光を背負う、僕ら。―第2楽章―
教室の後方には、小春ちゃんを取り囲む女子の輪が出来ている。
あたしはそこから聞こえてくる会話をしばらくの間複雑な気持ちで聞いていたけど、ふと教室の前方に意識を向けた。
そこには伸一を取り囲んでいる男子の輪がある。
「佐藤、お前ら何で別れたんだ?」
「そんなのお前には言わねぇよ」
伸一も小春ちゃんと同じで、今日は友達やクラスメートから質問攻めをされていた。
だけど伸一は不機嫌そうに対応していて、男子はつまらなさそうにしている。
おまけに伸一も小春ちゃんも別れた理由等の詳しいことは揃って黙っていたから、みんな腑に落ちない感じ。

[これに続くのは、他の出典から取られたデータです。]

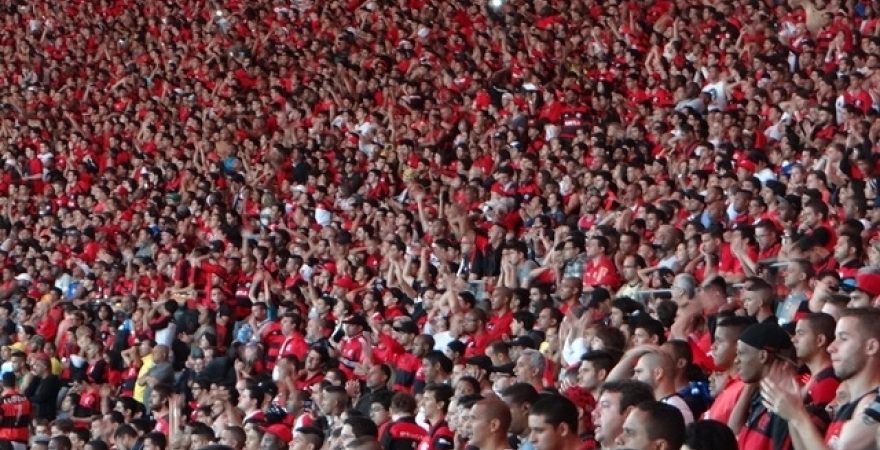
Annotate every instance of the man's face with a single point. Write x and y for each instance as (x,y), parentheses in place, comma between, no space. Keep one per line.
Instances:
(748,362)
(644,372)
(635,433)
(470,323)
(594,250)
(429,405)
(545,436)
(723,350)
(805,341)
(641,337)
(479,425)
(847,350)
(751,302)
(607,418)
(375,377)
(523,369)
(270,442)
(588,376)
(545,319)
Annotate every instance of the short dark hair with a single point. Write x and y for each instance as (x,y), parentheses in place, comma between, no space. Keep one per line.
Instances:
(125,430)
(600,359)
(442,392)
(822,324)
(526,318)
(632,392)
(556,410)
(158,438)
(362,426)
(652,326)
(520,394)
(663,422)
(710,435)
(201,429)
(314,434)
(403,402)
(438,357)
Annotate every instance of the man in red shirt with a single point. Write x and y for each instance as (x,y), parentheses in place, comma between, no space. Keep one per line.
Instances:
(812,336)
(600,270)
(355,349)
(501,316)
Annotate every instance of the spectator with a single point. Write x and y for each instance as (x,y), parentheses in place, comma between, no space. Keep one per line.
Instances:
(490,421)
(402,432)
(616,400)
(811,338)
(709,434)
(726,383)
(553,424)
(43,391)
(15,410)
(435,405)
(761,348)
(652,424)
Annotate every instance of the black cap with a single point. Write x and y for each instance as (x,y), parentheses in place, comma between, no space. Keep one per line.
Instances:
(767,336)
(598,296)
(506,369)
(480,361)
(356,319)
(406,326)
(523,341)
(693,194)
(456,346)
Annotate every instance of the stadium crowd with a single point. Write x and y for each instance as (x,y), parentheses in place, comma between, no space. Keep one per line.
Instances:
(434,225)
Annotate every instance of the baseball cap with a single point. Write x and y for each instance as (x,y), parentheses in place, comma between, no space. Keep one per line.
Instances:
(356,319)
(767,336)
(523,341)
(480,361)
(406,326)
(281,431)
(869,283)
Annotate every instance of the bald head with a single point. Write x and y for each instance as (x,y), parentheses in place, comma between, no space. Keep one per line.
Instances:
(655,367)
(494,409)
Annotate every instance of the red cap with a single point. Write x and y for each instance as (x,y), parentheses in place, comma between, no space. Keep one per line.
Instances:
(281,431)
(869,283)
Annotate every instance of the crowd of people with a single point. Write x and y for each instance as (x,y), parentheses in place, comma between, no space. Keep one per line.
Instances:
(436,225)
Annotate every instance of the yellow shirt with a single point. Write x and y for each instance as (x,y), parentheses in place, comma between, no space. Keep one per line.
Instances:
(145,367)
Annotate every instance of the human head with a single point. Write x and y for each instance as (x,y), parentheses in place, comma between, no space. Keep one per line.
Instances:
(727,332)
(652,425)
(490,420)
(709,435)
(435,399)
(812,334)
(155,441)
(655,369)
(60,443)
(553,422)
(529,366)
(594,367)
(856,343)
(519,397)
(616,398)
(759,346)
(308,438)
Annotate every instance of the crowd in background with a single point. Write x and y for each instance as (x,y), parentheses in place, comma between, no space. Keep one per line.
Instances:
(421,224)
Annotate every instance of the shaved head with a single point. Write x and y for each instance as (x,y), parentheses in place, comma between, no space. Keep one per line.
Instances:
(496,409)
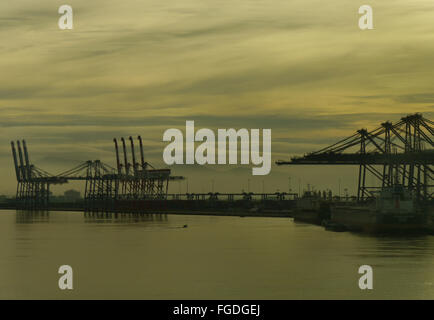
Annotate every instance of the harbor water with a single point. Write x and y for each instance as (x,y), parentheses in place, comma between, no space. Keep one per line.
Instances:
(126,256)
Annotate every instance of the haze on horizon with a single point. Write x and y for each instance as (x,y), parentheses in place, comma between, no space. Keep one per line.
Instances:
(302,68)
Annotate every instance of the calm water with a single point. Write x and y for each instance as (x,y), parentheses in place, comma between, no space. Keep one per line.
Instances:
(153,257)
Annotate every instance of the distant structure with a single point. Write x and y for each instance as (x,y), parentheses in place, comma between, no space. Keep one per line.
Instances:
(72,195)
(400,153)
(105,186)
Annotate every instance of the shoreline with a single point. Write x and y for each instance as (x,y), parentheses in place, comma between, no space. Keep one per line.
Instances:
(264,214)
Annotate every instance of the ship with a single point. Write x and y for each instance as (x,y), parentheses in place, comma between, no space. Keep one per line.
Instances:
(311,208)
(393,209)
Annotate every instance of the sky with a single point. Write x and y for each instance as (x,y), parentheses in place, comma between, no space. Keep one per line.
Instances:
(302,68)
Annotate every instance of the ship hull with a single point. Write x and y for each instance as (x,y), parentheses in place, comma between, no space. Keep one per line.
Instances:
(362,219)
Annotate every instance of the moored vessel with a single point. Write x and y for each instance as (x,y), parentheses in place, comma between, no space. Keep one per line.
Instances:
(394,209)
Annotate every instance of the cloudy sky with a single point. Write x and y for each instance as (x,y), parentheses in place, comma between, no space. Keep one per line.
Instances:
(300,67)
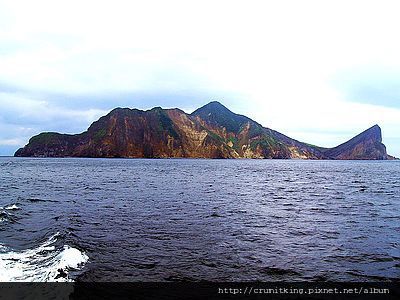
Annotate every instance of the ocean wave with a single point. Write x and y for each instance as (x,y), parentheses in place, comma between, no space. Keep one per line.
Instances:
(44,263)
(12,207)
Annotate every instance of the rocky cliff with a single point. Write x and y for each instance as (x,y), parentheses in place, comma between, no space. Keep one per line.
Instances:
(212,131)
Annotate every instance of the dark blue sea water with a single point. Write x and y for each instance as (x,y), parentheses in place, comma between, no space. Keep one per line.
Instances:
(191,220)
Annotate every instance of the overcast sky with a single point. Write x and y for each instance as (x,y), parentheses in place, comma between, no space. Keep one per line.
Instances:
(318,71)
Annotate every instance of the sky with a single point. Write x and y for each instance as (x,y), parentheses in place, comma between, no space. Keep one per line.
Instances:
(317,71)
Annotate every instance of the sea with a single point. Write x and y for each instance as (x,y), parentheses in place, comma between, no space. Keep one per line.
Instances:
(162,220)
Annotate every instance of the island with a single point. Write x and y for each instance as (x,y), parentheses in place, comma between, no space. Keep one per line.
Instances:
(212,131)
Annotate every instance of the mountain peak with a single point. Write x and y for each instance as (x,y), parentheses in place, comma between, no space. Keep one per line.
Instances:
(216,114)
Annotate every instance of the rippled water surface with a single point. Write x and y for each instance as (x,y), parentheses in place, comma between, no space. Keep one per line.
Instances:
(218,220)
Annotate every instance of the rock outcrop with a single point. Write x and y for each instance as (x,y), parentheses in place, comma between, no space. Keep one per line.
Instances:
(212,131)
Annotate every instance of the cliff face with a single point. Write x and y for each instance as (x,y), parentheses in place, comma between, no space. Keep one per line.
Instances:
(366,145)
(212,131)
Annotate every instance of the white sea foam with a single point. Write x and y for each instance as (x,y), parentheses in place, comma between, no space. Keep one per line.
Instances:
(12,207)
(43,263)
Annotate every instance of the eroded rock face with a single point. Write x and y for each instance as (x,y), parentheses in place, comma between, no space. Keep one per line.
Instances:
(212,131)
(366,145)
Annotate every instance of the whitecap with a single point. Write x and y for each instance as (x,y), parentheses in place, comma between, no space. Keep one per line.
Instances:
(12,207)
(43,263)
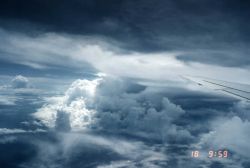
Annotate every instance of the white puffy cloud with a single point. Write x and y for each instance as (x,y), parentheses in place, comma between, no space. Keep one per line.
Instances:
(114,104)
(20,81)
(74,103)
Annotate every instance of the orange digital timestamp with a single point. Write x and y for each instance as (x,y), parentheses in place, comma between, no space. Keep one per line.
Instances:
(212,154)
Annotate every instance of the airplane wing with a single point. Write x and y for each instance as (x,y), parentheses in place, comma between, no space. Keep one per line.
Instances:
(241,91)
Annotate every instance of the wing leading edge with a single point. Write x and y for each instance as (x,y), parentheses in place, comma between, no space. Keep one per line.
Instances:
(241,91)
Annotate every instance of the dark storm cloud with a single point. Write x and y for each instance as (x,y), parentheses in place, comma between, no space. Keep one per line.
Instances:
(144,25)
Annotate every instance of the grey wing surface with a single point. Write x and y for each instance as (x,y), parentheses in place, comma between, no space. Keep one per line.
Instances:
(239,90)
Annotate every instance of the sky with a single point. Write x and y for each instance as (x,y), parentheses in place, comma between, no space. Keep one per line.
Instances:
(91,83)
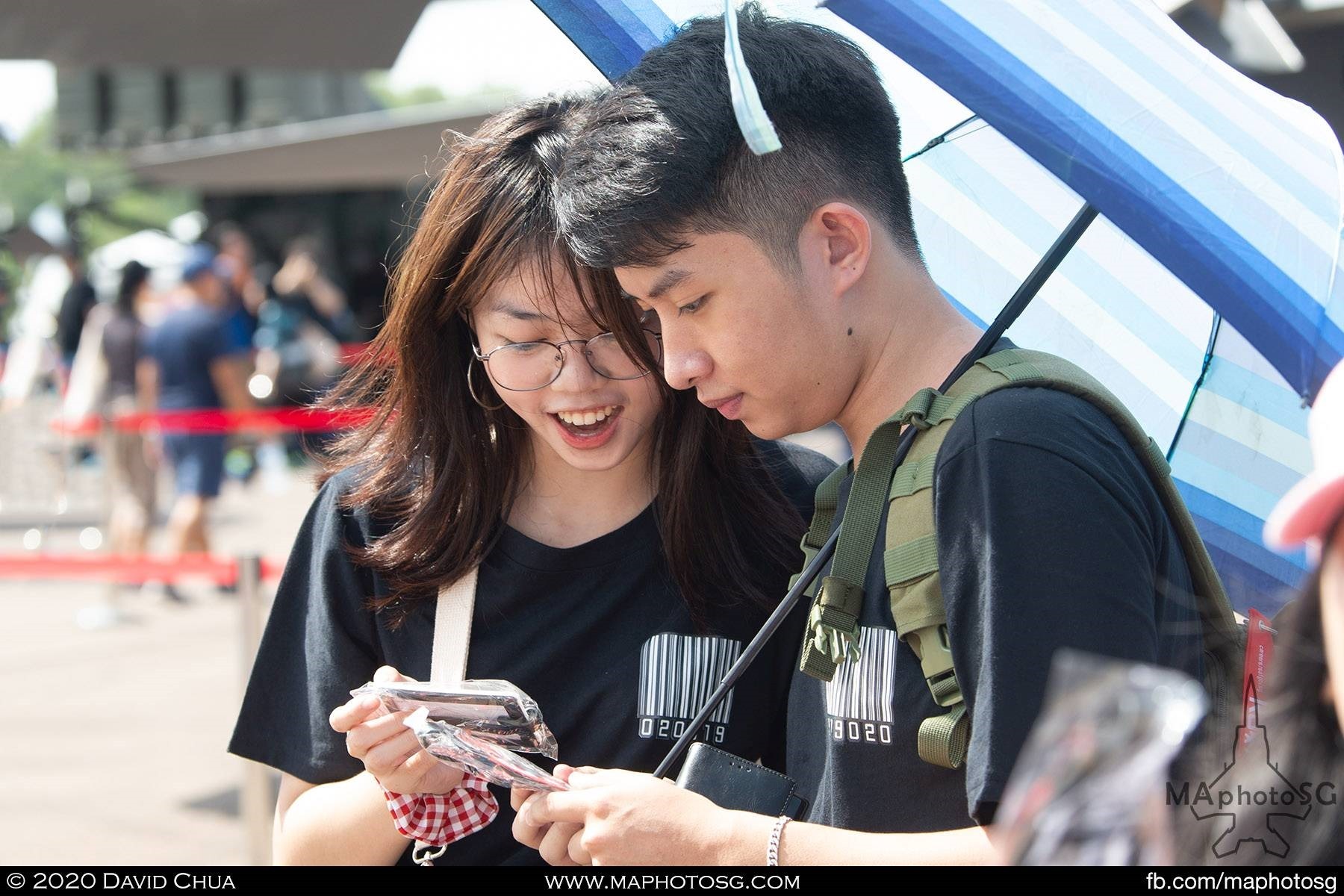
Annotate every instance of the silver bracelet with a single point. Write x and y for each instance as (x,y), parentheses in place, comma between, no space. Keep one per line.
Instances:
(772,853)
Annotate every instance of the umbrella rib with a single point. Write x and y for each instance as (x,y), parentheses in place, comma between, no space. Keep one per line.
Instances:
(940,139)
(1199,383)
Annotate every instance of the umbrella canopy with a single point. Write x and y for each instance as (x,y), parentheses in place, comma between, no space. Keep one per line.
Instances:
(1207,297)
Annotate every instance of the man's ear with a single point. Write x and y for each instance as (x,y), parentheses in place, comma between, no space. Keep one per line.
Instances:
(838,240)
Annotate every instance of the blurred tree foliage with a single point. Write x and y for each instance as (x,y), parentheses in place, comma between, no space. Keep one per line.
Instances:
(100,196)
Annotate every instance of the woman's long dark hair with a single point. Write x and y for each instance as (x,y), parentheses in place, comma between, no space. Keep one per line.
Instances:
(134,276)
(445,470)
(1307,746)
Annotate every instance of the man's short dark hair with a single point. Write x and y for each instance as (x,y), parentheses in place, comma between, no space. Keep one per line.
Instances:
(662,156)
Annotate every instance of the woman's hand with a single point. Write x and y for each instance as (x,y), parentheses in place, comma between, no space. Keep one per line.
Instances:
(559,842)
(389,748)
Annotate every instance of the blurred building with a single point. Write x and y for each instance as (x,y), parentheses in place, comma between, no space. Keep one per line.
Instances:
(260,108)
(260,105)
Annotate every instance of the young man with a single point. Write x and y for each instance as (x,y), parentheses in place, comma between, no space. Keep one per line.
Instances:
(791,292)
(191,363)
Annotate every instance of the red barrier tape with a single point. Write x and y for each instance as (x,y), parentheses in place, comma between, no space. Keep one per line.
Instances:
(302,420)
(128,568)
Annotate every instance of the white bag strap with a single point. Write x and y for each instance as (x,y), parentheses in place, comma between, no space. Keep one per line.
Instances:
(453,630)
(448,662)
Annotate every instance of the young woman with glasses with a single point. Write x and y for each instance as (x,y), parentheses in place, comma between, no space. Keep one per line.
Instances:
(628,541)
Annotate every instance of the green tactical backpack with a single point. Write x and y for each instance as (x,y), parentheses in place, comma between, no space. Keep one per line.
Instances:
(912,551)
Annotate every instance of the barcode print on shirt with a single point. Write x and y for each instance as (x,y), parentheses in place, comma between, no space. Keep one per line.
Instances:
(679,672)
(863,689)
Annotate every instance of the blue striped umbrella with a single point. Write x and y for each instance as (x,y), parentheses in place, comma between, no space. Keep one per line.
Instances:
(1207,296)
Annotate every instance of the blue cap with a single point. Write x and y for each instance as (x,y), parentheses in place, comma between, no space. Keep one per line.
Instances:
(201,260)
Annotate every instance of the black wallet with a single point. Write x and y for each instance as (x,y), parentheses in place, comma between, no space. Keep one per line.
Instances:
(732,782)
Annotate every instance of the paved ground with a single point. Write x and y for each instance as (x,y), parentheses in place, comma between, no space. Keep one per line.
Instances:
(113,739)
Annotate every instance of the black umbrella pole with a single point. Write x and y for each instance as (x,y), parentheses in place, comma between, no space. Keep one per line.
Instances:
(1028,289)
(768,630)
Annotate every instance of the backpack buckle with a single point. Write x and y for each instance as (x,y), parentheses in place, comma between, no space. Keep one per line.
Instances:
(915,411)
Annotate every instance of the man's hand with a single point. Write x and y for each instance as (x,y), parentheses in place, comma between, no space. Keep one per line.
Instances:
(623,818)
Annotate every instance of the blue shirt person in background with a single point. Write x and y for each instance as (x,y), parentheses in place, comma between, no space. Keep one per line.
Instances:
(195,363)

だけど二人の問題だから、さすがに興味があってもそこまで深く追求出来ないのが現状だった。
机に頬杖をついて、じっと女子の輪を見つめる。
なんとか小春ちゃんと接触出来ないかな……。
出来れば早いうちに誤解を解いておきたい。
でも常にみんなに囲まれている小春ちゃんに接触するのは、なかなかの至難の業だ。
きっと時間が経てばほとぼりも冷めるのだろうけど、今日1日はこの話題が消える気配がない。
……っていうことは、今日は小春ちゃんと話すのは無理なのかな……。